A discursive look at Napoleonic & ECW wargaming, plus a load of old Hooptedoodle on this & that

Thursday, 25 June 2015

1809 Spaniards - Flags for the Milicias Provinciales

More downloadables from Max Foy's Cheapo Productions Homebrewed Flags department. If these are useful, please feel free to use them - please just mention me if you pass them further. If you click on this image, to get the big version, save that, and print it on your premier-quality paper with the image 50mm high - that will give you flags which are correct for 1/72 or 20mm scale. As I always mention, the green surrounds are not part of the flags, and the resolution will not be good enough to print them any larger than 28mm scale.

Provincial Militia, 1809 - Top, L to R: Granada, Jaen
Bottom, L to R: Ciudad Real, Cordoba

Here, then, are the regulation coronelas for the provinciales of Granada, Jaen, Ciudad Real and Cordoba, all ready to have a bad day at the Battle of Ucles.
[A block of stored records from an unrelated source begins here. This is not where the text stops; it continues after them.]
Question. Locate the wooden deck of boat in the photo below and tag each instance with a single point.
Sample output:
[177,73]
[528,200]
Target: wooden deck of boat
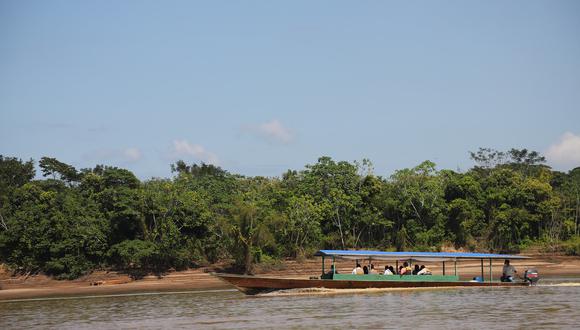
[254,284]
I hope to have the tabletop units finished,  with their flags, in a day or two, so a photo should appear in the fullness of time.

I confess that I wimped out on the Cordoba flag - I was so impressed by Bueno's prints of blue militia flags for units from the Asturias that yesterday I produced a striking red, non-regulation flag for Cordoba bearing some funky text and the province's coat of arms. It looked fantastic, but after a night worrying about it I replaced it with the normal, boring coronela this morning. Of course I haven't the faintest idea what the unit actually carried into battle, but the version reproduced here is pretty much what they were supposed to carry!


  1. Lovely stuff!!! I've saved these to print out later for Postie. (Printer trouble) They're 10000 times better than his Militia flags, the dopey sod put a plain white flag on his with the words "For God and Spain" and yes he wrote them in English......doh!

    1. Thanks, Ray - I appreciate that very much - especially from a noted flag man such as yourself!

      I can see the English text is a bit of a problem, but the urban militia and the later "militia" who were really just bandits or irregular partidas might well have had something very plain - just a scrawl and a picture of the Virgin on a dirty white sheet!

      The milicias provinciales, as you and Postie know, were a pretty serious national guard set up, regulated as an extension to the regular army, and (in theory at least) the uniforms and flags were heavily based on normal practice for the Line units. According to my new book (and my trusty Spanish dictionary!), the provinciales originally had lots of flags, but officially they were restricted to a single "King's colour" (coronela) in the style of the Line, as in my illustrations, from about 1802 onwards. What they actually carried would depend on all sorts of things, as I mention - didn't one of the Sharpe stories feature an ancient flag which on its own was capable of driving the French out of Spain (crap, but gripping...)?

      The Bueno plates I link to in the post were an eye-opener to me - it seems that there were non-regulation flags bearing religious, local or other patriotic symbols and themes of which there are surviving images and even examples. Wow - that's not a surprise, but the evidence is news to me.

      Years ago I had a booklet which gave coloured drawings of a good number of Spanish flags held as trophies from the Napoleonic Wars in the Musee de l'Armee - I wish I still had it, but i do recall that very few of the flags looked like the Spanish army regulations - maybe the militia and the local volunteers were more likely to give up their colours, or leave them behind if the going got rough!

      This is not a simple subject - please tell Postie that I'm aware that I don't know very much, but that isn't a bad starting position sometimes!

      Cheers - Tony

    2. Simple it certainly isn't! Keep up the great work!

  2. Beautiful flags on a very interesting subject!